I hope your gnocchi tasted better than mine did.



Jeekinz said:


> Beurre Blanc and some fresh sage leaves?


thanks for the suggestion.



auntieshelly said:


> I agree ~ a creamy basil sauce with lots of Parmesan cheese is my favorite. At the Fior d'Italia in San Francisco (oldest Italian restaurant in the USA), gnocchi are served with a light creamy tomato sauce with lots of Parm. The sauce is meatless and almost a pinky color -- rich, delicious and very popular! YUM!!!!!!


 
yummy. thanks for the suggestions.



MicheleFromPisa said:


> Hi to all. From my point of view, the best gnocchi sauce is a "sausage ragout". Fry a well-broken onion in EVO, and put some sausage of the best quality in the pot. When they colored, put some white wine, let the wine evaporate, put tomato sauce, salt (not so much!), cover, reduce the fire to the very minimum, and then wait (a good ragout is ready after at least 3 hours cooking).
> 
> To avoid gnocchi reduce to a mush, use this tecnique: take a pot, put in it a cookware of ragout, a cookware of gnocchi and parmesan cheese (original!), and repeat.
> 
> ...


 
thank you for the suggestion, sounds good.


----------



## MicheleFromPisa (Feb 29, 2008)

AMSeccia said:


> Hi Michele, thank you for your authentic suggestion.  A question for you ... how much tomato sauce do you add to the ragout?  Are you saying a completed tomato sauce or are you starting a sauce here and finishing with the sausage and wine reduction?



Hi AMSeccia, thanks for the interesting!

For the added tomato sauce, I mean something very simple, for example what we call "pomodori pelati" (bald tomatoes) or "passata di pomodoro" (sifted out tomatoes, maybe...). However, in summer I just use mature tomatoes, just skinned off and breaked up...
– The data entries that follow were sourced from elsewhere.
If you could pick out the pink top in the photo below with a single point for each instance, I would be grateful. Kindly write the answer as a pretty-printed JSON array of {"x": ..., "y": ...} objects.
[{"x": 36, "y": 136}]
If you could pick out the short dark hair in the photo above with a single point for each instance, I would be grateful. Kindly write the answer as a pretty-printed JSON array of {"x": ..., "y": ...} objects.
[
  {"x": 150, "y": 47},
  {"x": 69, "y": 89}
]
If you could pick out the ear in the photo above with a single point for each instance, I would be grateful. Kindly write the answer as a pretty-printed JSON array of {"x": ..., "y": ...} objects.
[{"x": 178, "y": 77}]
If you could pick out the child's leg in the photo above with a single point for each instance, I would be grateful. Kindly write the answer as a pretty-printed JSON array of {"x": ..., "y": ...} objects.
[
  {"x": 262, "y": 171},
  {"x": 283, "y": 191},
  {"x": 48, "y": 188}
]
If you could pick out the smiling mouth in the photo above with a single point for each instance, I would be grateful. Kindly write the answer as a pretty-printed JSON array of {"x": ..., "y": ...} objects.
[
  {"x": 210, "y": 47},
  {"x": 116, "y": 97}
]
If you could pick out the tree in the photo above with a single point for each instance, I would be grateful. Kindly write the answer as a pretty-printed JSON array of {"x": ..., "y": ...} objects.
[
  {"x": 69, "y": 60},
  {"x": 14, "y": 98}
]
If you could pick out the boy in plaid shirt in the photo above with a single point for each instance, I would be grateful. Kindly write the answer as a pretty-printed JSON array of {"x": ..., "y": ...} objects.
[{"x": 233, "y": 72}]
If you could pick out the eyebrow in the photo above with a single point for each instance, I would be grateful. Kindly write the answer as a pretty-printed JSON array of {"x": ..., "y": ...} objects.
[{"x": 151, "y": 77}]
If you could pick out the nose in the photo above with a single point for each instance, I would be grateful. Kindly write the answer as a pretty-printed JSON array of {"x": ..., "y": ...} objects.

For the quantity, depends for how much people the ragout will be... here are the quantity for 4 persons:
- 3 souspoon of EVOO;
- 1 medium-size red onion;
- 2 sausages (or about 200 gr of)
- 400 gr of sauce tomatoes or 600 gr of mature tomatoes.

Hope this help!
Bye, M


----------



## ChefJune (Feb 29, 2008)

auntieshelly said:


> I agree ~ a creamy basil sauce with lots of Parmesan cheese is my favorite.  At the Fior d'Italia in San Francisco (oldest Italian restaurant in the USA), gnocchi are served with a light creamy tomato sauce with lots of Parm. The sauce is meatless and almost a pinky color -- rich, delicious and very popular!  YUM!!!!!!



sorry, AuntieShelly, but the Italian Village in Chicago predates Fior d'Italia by at least three years.  It was established in 1927!  

Oh my, Michele.... that sounds amazing.  I usually do gnocchi in a browned butter sauce with some fresh herbs.... sage, or maybe oregano.  Your tomato with sausage sounds so wonderful, especially for cold weather!  My mouth is watering!


----------



## Jeekinz (Feb 29, 2008)

ChefJune said:


> sorry, AuntieShelly, but the Italian Village in Chicago predates Fior d'Italia by at least three years. It was established in 1927!


 
Last I heard 1886 was older than 1927. 

Fior d'Italia, San Francisco - America's Oldest Italian Restaurant


----------



## auntieshelly (Mar 1, 2008)

Thanks, Jeekinz, for posting the information about The Fior in San Francisco.  You beat me to it.  Yes, ChefJune, the Fior d'Italia holds the distinction of being the oldest Italian restaurant in the country -- since 1886!  If you ever come to San Francisco, it is a must to dine there!!


----------



## PastaKing (Mar 7, 2008)

LadyCook61 said:


> I bought some gnocchi , intending to use Marinara sauce or EVOO or butter.
> Any other ideas what to put on these?


 
I never use red sauce for my gnocchis. Nor do I for my Perogies. Any sort of potatoe pasta, I always use butter and garlic with fresh parsley, and a hint of basil.


----------